I continued attempts to embody what we started, and sometimes I do happen upon books that would have made the cut into our book club. Such as, The Goldfinch. There’s a long-winded backstory to this, which I’m sure I shared with you when I originally attempted to read it. Anyways, five years later, I am pleased to tell you I finally read it! There’s some irony with having read it now instead of years before. Expecting to read just another book, I was taken by surprise at how this book conveyed passages of grief in such accurate ways for how I had felt. So rather than following our usual format, I just wanted to reflect on these specific ones, which I think you would empathize with.
“I hadn’t been at school since the day before my mother died and as long as I stayed away her death seemed unofficial somehow…But once I went back it would be a public fact. Worse: the thought of returning to any kind of normal routine seemed disloyal, wrong… Every new event — everything I did for the rest of my life — would only separate us more and more: days she was no longer a part of, an ever-growing distance between us. Every single day for the rest of my life, she would only be further away.” (89)
I held on as long as I could and in many ways I still do. The first time I reverted back to “doing something normal” such as meet a friend, go out to dinner, anything that was beyond the robotic movements of going to and from work, I dreaded it. Each activity was one you will never have or one I will never share. The months of this cycle was like a long blackout. Anything more felt surreal. And I couldn’t accept this to be the reality of moving forward.
“Better wasn’t even the word for how I felt. There wasn’t a word for it. It was more that things too small to mention — laughter in the hall at school, a live gecko scurrying in a tank in the science lab — made me feel happy one moment and the next like crying.” (148)
Here, I can thank you for providing all the teardrops that kept my skin clear.
“In New York, everything reminded me of my mother — every taxi, every street corner, every cloud that passed over the sun — but out in this hot mineral emptiness, it was as if she had never existed.” (221)
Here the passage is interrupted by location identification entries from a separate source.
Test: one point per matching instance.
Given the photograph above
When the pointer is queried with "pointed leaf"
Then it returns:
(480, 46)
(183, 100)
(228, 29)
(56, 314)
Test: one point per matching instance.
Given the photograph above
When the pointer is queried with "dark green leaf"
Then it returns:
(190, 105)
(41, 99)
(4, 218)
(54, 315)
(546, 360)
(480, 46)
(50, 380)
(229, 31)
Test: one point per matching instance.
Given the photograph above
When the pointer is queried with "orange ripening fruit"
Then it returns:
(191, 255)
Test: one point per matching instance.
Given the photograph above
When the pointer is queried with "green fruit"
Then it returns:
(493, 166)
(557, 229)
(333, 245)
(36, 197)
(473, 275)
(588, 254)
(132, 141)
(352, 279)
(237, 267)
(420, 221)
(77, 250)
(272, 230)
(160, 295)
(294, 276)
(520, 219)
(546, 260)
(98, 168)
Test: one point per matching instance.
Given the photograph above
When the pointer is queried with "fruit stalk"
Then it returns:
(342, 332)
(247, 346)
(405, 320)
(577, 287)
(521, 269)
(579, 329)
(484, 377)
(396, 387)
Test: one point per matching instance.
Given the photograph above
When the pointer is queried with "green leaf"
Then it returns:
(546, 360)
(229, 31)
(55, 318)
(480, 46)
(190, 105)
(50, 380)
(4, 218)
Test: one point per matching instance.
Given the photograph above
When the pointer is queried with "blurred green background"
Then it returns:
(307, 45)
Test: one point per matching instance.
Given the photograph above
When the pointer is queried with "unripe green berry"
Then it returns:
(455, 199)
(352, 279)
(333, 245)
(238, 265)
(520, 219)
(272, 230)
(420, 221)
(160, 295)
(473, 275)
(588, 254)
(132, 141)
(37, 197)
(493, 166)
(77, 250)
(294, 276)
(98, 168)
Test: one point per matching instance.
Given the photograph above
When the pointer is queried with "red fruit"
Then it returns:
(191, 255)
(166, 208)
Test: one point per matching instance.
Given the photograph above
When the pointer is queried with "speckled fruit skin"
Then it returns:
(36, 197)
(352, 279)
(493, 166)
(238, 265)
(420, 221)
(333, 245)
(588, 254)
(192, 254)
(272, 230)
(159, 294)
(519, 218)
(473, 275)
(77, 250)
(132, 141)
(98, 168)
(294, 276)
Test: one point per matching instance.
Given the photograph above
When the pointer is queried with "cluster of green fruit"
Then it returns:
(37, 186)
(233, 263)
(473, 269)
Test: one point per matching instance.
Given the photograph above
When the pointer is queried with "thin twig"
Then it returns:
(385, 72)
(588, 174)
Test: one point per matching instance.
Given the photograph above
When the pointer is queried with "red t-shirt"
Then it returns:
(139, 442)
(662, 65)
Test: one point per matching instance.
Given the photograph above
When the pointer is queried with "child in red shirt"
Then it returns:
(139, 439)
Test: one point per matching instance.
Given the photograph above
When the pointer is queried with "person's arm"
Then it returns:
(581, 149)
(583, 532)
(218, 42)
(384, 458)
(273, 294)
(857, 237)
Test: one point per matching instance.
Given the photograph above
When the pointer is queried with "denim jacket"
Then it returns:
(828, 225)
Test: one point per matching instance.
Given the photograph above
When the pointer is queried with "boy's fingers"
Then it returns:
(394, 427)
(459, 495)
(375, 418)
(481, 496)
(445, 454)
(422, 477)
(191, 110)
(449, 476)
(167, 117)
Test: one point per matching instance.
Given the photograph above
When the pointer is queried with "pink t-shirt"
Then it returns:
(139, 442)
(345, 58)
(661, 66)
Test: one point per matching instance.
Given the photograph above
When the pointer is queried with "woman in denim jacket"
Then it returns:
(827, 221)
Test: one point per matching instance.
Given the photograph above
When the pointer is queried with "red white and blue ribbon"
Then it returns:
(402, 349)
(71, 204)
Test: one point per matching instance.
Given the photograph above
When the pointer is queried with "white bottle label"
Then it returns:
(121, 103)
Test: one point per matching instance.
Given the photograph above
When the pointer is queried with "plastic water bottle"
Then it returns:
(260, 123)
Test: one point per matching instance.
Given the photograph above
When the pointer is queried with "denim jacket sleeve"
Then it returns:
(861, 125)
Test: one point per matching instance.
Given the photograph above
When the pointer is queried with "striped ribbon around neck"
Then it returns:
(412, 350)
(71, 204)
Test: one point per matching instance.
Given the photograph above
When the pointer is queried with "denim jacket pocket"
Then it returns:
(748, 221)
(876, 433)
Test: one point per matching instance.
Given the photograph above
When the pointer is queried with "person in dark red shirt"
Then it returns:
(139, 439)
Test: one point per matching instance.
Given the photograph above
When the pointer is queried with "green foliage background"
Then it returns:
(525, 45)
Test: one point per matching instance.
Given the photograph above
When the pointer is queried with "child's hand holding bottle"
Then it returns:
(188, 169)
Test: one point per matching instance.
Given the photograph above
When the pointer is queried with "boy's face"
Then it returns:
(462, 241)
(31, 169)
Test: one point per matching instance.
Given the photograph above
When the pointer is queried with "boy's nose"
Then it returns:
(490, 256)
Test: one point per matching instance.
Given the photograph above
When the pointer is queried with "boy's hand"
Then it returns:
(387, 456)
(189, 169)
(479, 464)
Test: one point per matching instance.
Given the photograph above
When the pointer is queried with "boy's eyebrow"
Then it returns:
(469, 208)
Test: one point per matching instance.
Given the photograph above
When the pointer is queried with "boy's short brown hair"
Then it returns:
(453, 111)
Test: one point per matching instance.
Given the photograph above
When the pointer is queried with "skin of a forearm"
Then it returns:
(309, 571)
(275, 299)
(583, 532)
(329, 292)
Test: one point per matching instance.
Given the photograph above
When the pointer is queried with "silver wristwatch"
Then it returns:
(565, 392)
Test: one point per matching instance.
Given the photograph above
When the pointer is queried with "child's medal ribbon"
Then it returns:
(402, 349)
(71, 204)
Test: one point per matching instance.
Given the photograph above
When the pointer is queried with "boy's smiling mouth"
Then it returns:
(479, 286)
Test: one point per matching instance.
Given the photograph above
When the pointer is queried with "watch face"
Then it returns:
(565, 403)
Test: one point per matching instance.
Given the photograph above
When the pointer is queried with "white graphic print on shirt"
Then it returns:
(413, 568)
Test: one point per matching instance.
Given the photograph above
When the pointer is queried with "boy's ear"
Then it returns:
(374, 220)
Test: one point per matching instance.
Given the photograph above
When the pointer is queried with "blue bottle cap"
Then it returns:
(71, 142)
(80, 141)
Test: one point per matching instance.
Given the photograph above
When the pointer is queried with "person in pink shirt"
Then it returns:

Everywhere. Everywhere we have ever been together, anything we had ever eaten together, every song we ever listened to together. Everything we should have done together or gone to see, it wasn’t just a reminder of your past presence, but also all reminders of your absence. I hang out with 2 college friends for a day, and it just felt so insane that you weren’t with us. How could that be? It’s a trigger that will never go away, no matter where I go or who I hide from. And now, when the reminders come, I try to grasp them and create a record to I never forget.
“…until the moment before, it had seemed so solid, so immutable, the whole social system of the building, a nexus where I could always stop in and see people, say hello, find out what was going on. People who had known my mother.” (427)
Why do I have to meet people who don’t know you? To your dismay, but probably not surprise, I’m not sure I’ve met a new close friend even now who doesn’t know you. Maybe this is part of it; how can I swallow being friends with someone who will never meet my best friend? There are acquaintances who I don’t mention you because naturally, I’m socially awkward enough that adding in how they’re now meeting someone trying to redefine herself without a best friend would not help my cause. But stories of various adventures together still get told “that time I went to Cambodia… oh I used to visit St A&J too…” yet they have no real frame of reference for who you were. The first stranger I told about you actually felt cathartic because he just listened (he’s a doctor [but no, not a psychiatrist ha] and dealt with death firsthand often, so it felt less morbid to tell him about the experience). But it was also difficult, trying to convey to someone who’s never met you, what our friendship was like, how funny you were, how silly our inside jokes could be. They will never know. And, as time goes on, that ratio will inevitably tip as more who didn’t know you outnumber those who did. This is a terrible reality I’m still not ready to accept either.
“long, obsessive, homesick letters which have the tone of being written to a mother alive and anxiously waiting for news of me” (763)
Not quite like this, but I do carry on a one-sided messenger conversation with you so you stay updated on my life because despite all the exciting and fun stuff you’re doing up in the fluffy clouds or where ever, surely you must still care about those you left behind on Earth. I imagine your retorts and reactions. And every time, I still hope that the double check-marks will appear to indicate that you’ve read it. Today, today is the day you will respond. Like you’ve just been on a long trip without internet access.
“That life — whatever else it is — is short. That fate is cruel but maybe not random.” (771)
I wasn’t a fan of this ending, but I can only believe it’s a true statement sometimes. Because if I’d read the book five years ago as I was supposed to, none of its grief would have resonated with me. If I’d read it five years ago, we didn’t even have a book club yet. I miss you every day.